The Bee Gess?
Remember them?
They were the Australian rockers who made a complete change of path in the mid-1970s over to disco with their music on the “Saturday Night Fever” soundtrack.
The brother act—Robin, Maurice and Barry—had already logged numerous rock-oriented hits in the 1960s and 1970s, including “Lonely Days” and “New York Mining Disaster 1941.”
They alienated many of their long-time fans by going disco, but they made more fans by putting out songs like “Night Fever” and “Staying’ Alive,” songs which became cornerstones of the disco craze.
They also became ubiquitous on the Hot 100 chart for writing songs for other artists, everyone from one-hot wonder Samantha Sang to Barbra Streisand and Dolly Parton, and of course, their ill-fated brother Andy Gibb.
But when they tried to go back to their rock roots, the effort pretty much failed, alienating both older fans who had been turned off by their disco hits and newer fans who only knew them as a disco act.
They had a few big records into the 1990s—“One” was one of them—but their popularity had waned as the years went on.
Today, Barry Gibb is the only one still standing, as twins Robin and Maurice have both passed on.
Why am I writing about all of this?
In the little time I have to relax—down to next to nothing nowadays—I like to digitize my records, a process which allows me to put analog music into the MP3 format and place them on a thumb drive and play them in the car.
I was doodling around my record collection a few weeks back, and I just came upon my Bee Gees album collection, which is substantial.
I was always a fan of theirs, but like many of their fans who were into their music when they were a rock act, I got completely turned off by their disco era music, so among the 20 or so LPs I have of theirs in my collection, no, “Saturday Night Fever” is not among them.
I had almost forgotten that I had so many of their records—I also have a handful of 45s, too—and I decided to start to digitize them in between everything else I have to do.
I have thus digitized seven of their LPs, from their first American album—aptly named “1st,”—and some of their later collections, including “E·S·P”—an album that was a worldwide hit but got little airplay in the U.S.
And I even digitized one of the multitude of “Greatest Hits” albums that they have put out, plus the album that pushed them closed to a disco sound without going whole hog into it, “Main Course,” featuring “Jive Talking’” and “Nights On Broadway,” the latter of which people forget got a lot of airplay on some of the top rock stations around at the time.
But I am most interested in those early LPs, like “Horizontal,” “Idea” and their aforementioned first LP, because that is where it all started for them in the U.S. and when I first became so interested in their music.
Those early albums—where some people thought they were the Beatles in disguise—are interesting collections, with one or two legitimate hits on each one bookended by a lot of psychedelic meanderings, some good, some sounding like vanity projects.
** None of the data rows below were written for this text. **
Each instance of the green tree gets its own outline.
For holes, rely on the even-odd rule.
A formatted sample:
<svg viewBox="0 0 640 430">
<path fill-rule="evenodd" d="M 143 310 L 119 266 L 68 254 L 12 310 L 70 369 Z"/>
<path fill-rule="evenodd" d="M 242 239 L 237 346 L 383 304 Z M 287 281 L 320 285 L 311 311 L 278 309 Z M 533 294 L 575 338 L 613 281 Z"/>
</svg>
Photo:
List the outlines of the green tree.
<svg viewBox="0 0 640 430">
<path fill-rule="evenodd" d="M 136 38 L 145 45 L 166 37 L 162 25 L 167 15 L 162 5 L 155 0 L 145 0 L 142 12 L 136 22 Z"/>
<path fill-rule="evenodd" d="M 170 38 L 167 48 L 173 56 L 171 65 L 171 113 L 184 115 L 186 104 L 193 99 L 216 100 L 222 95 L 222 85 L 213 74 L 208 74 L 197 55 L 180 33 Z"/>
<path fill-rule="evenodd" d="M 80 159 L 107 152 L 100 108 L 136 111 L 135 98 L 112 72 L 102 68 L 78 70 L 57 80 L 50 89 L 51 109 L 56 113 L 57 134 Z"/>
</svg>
But I have to say that they sounded like no other band back then, with the three brothers’ voices being very distinctive, including that falsetto sound that no other act had (except Frankie Valli with the Four Seasons).
And listening to these LPs more than 50 years after the fact, you could just tell that they were milking that unique sound for all that it was worth, and they were doing it quite successfully.
I have to say that it adds to the pleasure I am getting in rediscovering these albums that these LPs that I have are in fine shape, with minimal nicks and pops and very little scratching. if any at all.
As a child, Barry Gibb was something of a child prodigy with music and the Bee Gees—originally named after Barry Gibb himself, not “Brothers Gibb” as it was later worked out to stand for—were huge hits in their native Australia at an early age.
They actually put out two LPs prior to having product in America, so even though their first American LP came out in 1967, they had been recording for many years prior to that.
I think the Bee Gees are something of musical chameleons, shifting their shape and their sound to fit into whatever music was popular at the time: first psychedelic rock, then 1970s pop, then disco, and finally back to rock and then to pretty much soft pop.
But they became one of the rock era’s top acts, and even if you dismiss the disco era, they have a fine cadre of songs that I am just rediscovering.
Just something to do when I have the time to relax, which is in between most of my time, where I am busy as can be.